Big shout and a warm thank you all the folks who mother without ever been given the title; to those who had to mother themselves;  to the fathers who mother; the folks that fall inbetween and are too often left behind; to the mothers who aren't with us anymore but will never leave our side; to the almost mothers and the never will be mothers who nurture us near and far; to the mothers who's sons and daughters have been taken too soon by state santioned violence, by patriarchy and by white supremacy; To the Mothas who vogue, who care for the motherless within our community, to the Trans women who Motha and Modah and Mother, I see you; and I thank you all for inspiring me to being the best revolutionary mother I can be.
Pick a day any day and take it for yourselves.

Tuesday, 28 April 2015

Spare the rod: Discipline and our Black children

White supremacy will have us all replicating acts of state sanctioned violence on our own children.

My Dad once yelled at me, told me how disappointed he was in my actions (staying out overnight with my Brother and his friends) 
 His words, tone and the look on his face made me want to dole out lashes on myself in his honor. Even as an adult his words still linger within me.

I've largely been disciplined using words, kind, harsh, truthful, honest words that are forever etched in my psyche.  Once my aunt once tried to physically discipline me, its a moment in our history where she saw me for who I am as an individual with agency; this forever changed our relationship for the better. 

I once threatened to spank my daughter and she put me to my paces, explaining to me how it made her feel in words that made me ashamed, and forced me reflect on: how my own Caribbean upbringing impacted my parenting, the historical significance of how my race, gender and the cultural expectations of how my child should be, act or think based on my parenting.

I've learnt the hard way how to individually parent this child, mostly by fumbling through the dark with her, listening to her and loving myself enough to give her only the best of me. 

Even as a single parent I feel privileged to call her my daughter, to provide a safe place for her to be heard, to be seen, for her to learn, for her to feel loved. 

And when we discuss violence, it's usually within the context of defence of self, community and each other. I am excited to discuss the importance and impact violence had and continues to have within the context of the revolution. 

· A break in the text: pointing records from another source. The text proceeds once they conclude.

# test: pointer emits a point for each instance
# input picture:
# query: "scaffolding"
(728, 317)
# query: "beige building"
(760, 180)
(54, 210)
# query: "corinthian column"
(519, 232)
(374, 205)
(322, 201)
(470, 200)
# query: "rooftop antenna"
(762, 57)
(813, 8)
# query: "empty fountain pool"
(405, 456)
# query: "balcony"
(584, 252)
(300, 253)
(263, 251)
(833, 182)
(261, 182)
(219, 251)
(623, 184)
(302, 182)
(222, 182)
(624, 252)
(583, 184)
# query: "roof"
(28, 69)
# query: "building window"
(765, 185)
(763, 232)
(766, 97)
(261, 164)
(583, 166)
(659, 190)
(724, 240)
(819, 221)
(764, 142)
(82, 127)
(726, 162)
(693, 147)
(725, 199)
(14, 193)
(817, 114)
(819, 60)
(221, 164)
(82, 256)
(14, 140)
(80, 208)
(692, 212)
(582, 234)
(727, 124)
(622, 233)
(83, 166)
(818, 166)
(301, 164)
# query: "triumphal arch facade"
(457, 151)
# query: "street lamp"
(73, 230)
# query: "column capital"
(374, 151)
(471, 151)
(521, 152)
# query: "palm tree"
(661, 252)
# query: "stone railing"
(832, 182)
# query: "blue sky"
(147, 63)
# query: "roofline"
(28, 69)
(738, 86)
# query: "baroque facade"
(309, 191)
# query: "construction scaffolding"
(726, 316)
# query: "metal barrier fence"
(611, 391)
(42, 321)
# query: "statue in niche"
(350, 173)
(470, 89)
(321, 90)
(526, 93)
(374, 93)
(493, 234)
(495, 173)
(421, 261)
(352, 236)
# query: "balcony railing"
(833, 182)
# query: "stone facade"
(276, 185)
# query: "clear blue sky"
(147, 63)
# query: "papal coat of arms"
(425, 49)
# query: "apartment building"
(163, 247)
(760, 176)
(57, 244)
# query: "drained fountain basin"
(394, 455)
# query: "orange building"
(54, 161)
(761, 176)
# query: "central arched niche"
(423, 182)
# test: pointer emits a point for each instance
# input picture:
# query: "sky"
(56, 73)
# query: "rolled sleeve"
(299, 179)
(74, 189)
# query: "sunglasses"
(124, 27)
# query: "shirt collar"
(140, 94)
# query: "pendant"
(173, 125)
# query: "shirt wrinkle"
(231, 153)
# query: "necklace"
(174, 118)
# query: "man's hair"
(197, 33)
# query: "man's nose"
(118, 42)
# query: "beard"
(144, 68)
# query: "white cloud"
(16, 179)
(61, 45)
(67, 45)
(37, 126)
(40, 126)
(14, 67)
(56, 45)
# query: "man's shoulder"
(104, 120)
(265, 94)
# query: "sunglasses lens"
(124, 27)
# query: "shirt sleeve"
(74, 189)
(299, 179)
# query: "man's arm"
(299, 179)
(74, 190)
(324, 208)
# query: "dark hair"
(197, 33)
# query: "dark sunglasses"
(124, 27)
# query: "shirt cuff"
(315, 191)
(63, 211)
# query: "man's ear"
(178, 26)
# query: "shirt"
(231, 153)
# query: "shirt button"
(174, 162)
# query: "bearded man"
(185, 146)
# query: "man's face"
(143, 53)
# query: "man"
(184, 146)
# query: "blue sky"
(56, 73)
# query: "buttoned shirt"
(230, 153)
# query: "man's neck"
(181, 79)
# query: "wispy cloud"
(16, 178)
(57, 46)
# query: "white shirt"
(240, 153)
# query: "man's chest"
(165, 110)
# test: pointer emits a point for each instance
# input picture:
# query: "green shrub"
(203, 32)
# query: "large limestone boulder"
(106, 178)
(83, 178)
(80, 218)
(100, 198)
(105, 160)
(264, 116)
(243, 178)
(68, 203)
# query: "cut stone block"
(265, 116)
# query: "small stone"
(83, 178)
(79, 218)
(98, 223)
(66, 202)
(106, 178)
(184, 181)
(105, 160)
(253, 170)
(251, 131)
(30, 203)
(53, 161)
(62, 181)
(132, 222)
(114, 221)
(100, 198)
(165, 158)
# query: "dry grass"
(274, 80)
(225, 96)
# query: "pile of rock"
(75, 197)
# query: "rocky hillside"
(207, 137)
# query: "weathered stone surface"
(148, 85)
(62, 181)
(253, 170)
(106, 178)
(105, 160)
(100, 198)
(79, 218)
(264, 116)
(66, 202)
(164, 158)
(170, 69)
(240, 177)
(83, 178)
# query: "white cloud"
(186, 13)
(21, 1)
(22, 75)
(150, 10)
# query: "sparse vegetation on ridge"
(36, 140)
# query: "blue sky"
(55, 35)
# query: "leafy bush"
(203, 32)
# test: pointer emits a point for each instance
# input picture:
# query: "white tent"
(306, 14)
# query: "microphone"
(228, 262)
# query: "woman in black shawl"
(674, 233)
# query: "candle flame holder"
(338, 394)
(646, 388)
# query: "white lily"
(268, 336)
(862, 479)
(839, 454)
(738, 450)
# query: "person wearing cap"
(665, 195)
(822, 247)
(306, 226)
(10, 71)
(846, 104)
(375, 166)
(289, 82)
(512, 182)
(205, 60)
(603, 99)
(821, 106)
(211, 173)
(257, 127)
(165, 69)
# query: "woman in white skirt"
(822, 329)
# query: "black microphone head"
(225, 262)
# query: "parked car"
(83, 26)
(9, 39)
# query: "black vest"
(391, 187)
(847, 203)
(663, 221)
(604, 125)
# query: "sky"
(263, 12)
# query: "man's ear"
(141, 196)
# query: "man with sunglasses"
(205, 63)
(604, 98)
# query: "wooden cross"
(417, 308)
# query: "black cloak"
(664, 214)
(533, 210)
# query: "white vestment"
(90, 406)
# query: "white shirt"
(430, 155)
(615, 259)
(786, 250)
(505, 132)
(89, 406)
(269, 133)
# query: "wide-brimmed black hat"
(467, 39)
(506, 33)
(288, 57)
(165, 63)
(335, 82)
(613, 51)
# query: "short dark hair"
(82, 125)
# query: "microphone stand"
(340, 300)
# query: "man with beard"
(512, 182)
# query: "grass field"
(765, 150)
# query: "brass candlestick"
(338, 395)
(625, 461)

As for me, I won't shame, shun or applaud the mother seen beating her son who was protesting. He was moved to act for a greater cause and his mother, well she acted out of fear for the life of her son in the only way she knew how. 

But in the vicious never ending cycle of violence on our Black bodies who truly wins when we regurgitate the actions of massa and now sanctioned by a militarized state on our young.